Given a string t consisting only of lowercase letters (a–z) and of length at most \(2\times10^5\), define A(t) as the sum of B(s) over all contiguous substrings s of t. Furthermore, there will be U updates (with \(1 \le U \le 2\times10^5\)). Each update changes one character of t (updates are cumulative). Your task is to compute A(t) for the initial string and then after each update.

Note: The pattern to search for is bessie. To form repeated copies, the subsequences must appear in order and non‐overlapping. All formulas in this statement are in LaTeX format. For example, the pattern occurs if and only if the string s has a subsequence that equals \(\texttt{bessie}\), and B(s) represents the maximum number of disjoint subsequences equal to \(\texttt{bessie}\) in s.

inputFormat

The input begins with a string t on its own line. This string consists only of lowercase letters (a–z).

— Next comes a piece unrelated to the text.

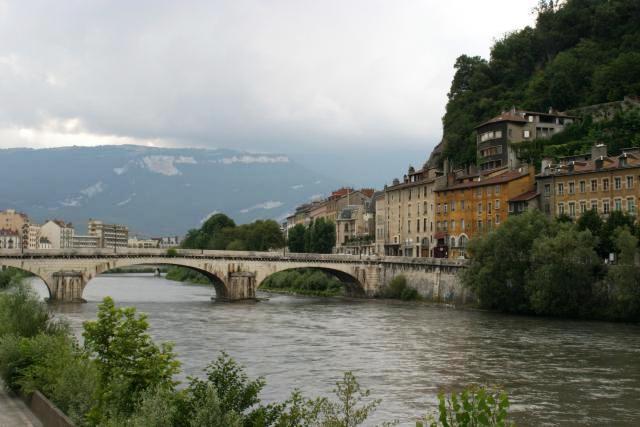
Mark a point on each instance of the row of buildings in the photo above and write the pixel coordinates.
(435, 211)
(17, 231)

The next line contains an integer U, the number of updates.

Each of the next U lines contains an update in the format:

pos c

Here, pos is a 1-indexed position in the string, and c is the new character to be placed at that position. Updates are cumulative.

Note: Although the original constraints allow string lengths and number of updates up to \(2\times10^5\), the sample test cases presented here will have small sizes. Your solution must be efficient enough to handle large inputs under the full constraints.

outputFormat

Output U+1 lines. The first line should contain A(t) for the initial string. Each of the next U lines should contain the new value of A(t) after applying the corresponding update.

Reminder: A(t) is the sum of B(s) over all contiguous substrings s of t, where B(s) is the maximum number of copies of bessie that can be obtained as a subsequence of s.

sample

bessie
0

1